Sunday, June 17, 2007

Beautiful Basil


Here we go again. It's 1am, I'm drunk out of my ass on good wine and 2 shots of expensive tequila (which is totally worth the money by the way, because it's got a very limited hangover), home, lamenting and stewing in a moshpit of memories and regrets.

Forsooth, there should be a comma between the eponymous 'Beautiful' and the eponymous 'Basil', because it's not a commentary on how attractive I am (as true as the case may be), but a sarcasm-laced verdict of how I've handled...oh, I don't know, the last ten years of my life? I'd say that's a fair estimate of how long I've fucked up and been in a state of fucked-up-edness.

Drinking and blogging. Why is it so attractive to me? I can't bear to read these entries in the morning and yet I can't get myself to delete them, as embarrassed as I maybe because I cling on to this belief that everything I write when I'm like this might be useful to me, years from now when I'm beyond cringing at my hapless attempts at acquiring some kind of life.

My biggest regret...well, right now, it's the cancellation of Carnivale, because I just saw the second season on DVD and it's quite brilliantly original. I suggest you all rent/ buy/ forage/ steal the boxset and spend a weekend watching it. Don't watch it with someone you love (because it's not happy) and don't wach it with someone you think is an idiot (because chances are you're right and they won't have the patience for it).

My biggest regret, in things that matter, is that I allowed myself to get this bitter.

Sure, there are reasons for it, good ones I guess. Vulnerability mixed with rage mixed with disappointment...the usual bullshit that life's so adept at throwing at you. But it's a faustian arrangement, allowing yourself to follow the anger, stirring it rather than putting it out and moving on. You think you're justified in your anger and you probably are but that's not the point. The point is the anger doesn't help you, it hurts you. Sure, maybe in the short term, it fools you into thinking you're stronger than whatever it is that's battering at your brain, but long-term? It's been invited into your soul and now you don't know how to live without it.

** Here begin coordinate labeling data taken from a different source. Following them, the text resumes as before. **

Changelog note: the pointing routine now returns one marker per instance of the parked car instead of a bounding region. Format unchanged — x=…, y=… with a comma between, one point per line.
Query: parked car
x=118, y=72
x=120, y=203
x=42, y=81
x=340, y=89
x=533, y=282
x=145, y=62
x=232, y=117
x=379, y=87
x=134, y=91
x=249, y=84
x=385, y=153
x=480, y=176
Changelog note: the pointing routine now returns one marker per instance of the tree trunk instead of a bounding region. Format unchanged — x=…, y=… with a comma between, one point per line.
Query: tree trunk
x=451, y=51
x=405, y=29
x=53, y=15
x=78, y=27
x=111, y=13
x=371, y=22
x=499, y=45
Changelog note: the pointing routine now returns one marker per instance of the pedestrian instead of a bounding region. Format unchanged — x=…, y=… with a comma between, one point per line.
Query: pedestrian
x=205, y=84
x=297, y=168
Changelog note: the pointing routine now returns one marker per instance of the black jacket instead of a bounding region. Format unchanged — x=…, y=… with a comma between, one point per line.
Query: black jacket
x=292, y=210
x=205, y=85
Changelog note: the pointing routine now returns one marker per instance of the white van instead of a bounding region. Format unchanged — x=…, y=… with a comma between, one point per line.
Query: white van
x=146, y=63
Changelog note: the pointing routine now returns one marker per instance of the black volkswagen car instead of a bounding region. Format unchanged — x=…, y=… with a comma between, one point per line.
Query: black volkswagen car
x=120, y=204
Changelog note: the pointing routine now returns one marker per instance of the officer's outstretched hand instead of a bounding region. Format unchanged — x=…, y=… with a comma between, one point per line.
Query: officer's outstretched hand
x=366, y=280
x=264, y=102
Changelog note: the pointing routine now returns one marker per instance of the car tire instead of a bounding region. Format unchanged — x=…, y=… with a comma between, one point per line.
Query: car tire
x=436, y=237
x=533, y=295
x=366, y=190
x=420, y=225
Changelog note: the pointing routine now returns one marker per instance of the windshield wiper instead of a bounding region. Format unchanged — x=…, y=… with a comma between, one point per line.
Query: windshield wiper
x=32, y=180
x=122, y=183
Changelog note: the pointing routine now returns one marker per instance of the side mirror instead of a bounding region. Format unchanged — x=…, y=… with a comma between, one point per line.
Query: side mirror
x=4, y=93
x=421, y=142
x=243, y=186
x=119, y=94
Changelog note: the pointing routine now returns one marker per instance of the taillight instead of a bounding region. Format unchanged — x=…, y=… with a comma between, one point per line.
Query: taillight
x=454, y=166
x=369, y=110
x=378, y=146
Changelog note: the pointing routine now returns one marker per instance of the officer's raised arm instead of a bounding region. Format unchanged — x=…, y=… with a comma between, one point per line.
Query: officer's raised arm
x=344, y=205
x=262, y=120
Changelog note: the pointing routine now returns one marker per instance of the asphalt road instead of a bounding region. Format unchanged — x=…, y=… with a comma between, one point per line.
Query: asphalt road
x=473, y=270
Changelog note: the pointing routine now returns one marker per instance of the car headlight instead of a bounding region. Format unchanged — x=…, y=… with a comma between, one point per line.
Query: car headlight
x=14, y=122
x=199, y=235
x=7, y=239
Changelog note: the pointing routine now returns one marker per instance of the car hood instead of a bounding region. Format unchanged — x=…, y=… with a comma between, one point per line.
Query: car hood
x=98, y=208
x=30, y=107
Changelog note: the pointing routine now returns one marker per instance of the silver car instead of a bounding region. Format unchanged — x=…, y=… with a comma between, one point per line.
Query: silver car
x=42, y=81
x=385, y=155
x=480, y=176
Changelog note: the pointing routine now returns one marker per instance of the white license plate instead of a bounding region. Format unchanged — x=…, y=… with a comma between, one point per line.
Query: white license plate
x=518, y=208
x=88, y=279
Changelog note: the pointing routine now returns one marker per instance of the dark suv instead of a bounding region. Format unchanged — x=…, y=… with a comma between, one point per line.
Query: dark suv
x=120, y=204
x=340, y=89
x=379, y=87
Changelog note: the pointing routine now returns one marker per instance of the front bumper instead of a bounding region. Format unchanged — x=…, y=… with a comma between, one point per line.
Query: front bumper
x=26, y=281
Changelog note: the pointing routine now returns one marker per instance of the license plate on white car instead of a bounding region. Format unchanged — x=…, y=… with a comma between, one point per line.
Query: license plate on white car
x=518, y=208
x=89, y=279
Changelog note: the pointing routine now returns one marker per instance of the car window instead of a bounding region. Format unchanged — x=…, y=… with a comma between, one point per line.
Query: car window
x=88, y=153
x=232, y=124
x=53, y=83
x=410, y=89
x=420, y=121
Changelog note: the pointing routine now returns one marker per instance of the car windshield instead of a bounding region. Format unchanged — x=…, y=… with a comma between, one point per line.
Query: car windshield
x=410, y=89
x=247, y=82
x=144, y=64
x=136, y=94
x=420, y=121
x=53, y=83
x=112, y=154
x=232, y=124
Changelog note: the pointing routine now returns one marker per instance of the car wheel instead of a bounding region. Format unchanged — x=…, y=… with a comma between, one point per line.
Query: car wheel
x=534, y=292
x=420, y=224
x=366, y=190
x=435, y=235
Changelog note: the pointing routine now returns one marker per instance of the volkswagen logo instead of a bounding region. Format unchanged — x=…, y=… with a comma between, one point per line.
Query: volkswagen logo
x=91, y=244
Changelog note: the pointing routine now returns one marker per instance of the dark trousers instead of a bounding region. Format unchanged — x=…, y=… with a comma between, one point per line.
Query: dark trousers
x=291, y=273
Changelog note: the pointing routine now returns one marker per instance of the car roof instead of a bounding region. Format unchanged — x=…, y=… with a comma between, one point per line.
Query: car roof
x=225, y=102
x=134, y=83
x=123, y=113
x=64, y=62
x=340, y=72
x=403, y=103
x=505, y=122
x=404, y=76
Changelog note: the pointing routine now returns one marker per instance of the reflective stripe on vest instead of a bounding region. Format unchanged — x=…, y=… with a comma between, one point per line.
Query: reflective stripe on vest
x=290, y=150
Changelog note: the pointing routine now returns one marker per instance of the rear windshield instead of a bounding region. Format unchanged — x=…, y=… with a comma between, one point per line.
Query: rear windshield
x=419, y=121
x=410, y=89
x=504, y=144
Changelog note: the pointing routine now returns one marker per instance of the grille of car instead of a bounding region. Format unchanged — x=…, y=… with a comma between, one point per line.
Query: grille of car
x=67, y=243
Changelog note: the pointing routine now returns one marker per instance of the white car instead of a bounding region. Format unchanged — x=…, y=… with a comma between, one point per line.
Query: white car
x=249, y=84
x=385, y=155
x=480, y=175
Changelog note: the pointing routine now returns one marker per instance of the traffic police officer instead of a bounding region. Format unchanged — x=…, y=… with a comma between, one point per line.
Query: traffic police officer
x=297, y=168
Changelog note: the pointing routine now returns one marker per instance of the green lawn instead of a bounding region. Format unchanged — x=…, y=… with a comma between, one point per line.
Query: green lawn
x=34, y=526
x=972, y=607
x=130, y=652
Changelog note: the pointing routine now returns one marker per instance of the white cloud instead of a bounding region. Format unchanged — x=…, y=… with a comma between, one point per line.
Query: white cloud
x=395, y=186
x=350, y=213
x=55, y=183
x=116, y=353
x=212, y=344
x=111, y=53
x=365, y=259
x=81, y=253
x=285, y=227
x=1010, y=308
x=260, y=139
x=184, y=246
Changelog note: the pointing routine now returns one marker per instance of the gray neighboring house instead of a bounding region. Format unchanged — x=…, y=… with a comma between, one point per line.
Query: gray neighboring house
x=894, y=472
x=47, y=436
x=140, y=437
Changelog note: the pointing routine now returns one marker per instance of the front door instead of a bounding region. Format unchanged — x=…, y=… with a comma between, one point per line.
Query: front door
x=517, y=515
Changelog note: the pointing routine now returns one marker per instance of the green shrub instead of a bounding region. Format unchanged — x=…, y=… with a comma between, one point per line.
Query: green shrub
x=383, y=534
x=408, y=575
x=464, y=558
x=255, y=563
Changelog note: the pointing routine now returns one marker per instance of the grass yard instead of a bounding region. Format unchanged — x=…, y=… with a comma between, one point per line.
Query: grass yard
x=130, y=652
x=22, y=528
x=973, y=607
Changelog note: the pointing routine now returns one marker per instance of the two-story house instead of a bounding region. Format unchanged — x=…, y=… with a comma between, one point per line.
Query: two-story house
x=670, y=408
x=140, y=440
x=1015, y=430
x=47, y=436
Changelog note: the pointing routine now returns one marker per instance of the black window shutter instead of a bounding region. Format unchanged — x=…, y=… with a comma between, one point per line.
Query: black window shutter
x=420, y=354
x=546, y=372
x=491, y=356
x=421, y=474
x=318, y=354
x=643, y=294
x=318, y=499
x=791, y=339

Even with the insomnia and the mania and the depression. Can't let go. Or won't.

Speaking of depression, I'm developing a fixation on the depression: the dustbowl era of the United States, Grapes of Wrath, O Brother, Where Art Thou? and, of course, Carnivale. I love that combination of hopelessness and mysticism and desperation. It's a real inspiration not to get too...well, depressed.

Beautiful, Basil. Just beautiful.

5 Comments:

Anonymous Anonymous said...

Beautiful, Basil. Just beautiful. The post, I mean. Particularly the "following the anger" bit, which is generalizable to most negative emotions... Just a great lesson to those who would listen.

These entries remind me of Herman Hesse's Steppenwolf, which I'm sure you've read -- if you haven't, drop everything and do it, right now!

3:12 AM  
Blogger Daysleeper said...

chocolate helps.

7:40 AM  
Blogger Basil Epicurus said...

Zoss: Long time..where do you vanish to? I read Steppenwolf a few years ago and was pleasantly surprised (because I couldn't endure Siddharta). Well, pleasantly might be the wrong word considering its theme, but I remember thinking Haller's split made perfect sense to anyone who couldn't match (or even felt the need to match) the inner with the outer. I also remember thinking Hermine was a bit of a cock tease.

Daysleeper: I ate two lion bars last night. Chocolate doesn't hurt but it doesn't help me either.

3:02 PM  
Blogger Forsoothsayer said...

you'd want to read some faulkner. generally, i love books about the american south. they do good desperation.

we don't mind if u drink and blog. bel3aks, u should congratulate urself that you are so coherent and eleoquent at these times. tell yourself it's cos your brain is logical way down :)

3:17 PM  
Blogger Basil Epicurus said...

I've wanted to try and read some of Faulkner's stuff but he has a reputation for being a difficult read. Maybe I'll give him a try.

I really recommend Carson McCullers' The Heart Is a Lonely Hunter, a true Southern masterpiece. Despite it belonging to the Oprah Book Club, it's a great example of southern fiction that combines heartfelt sentiment with cutting social commentary.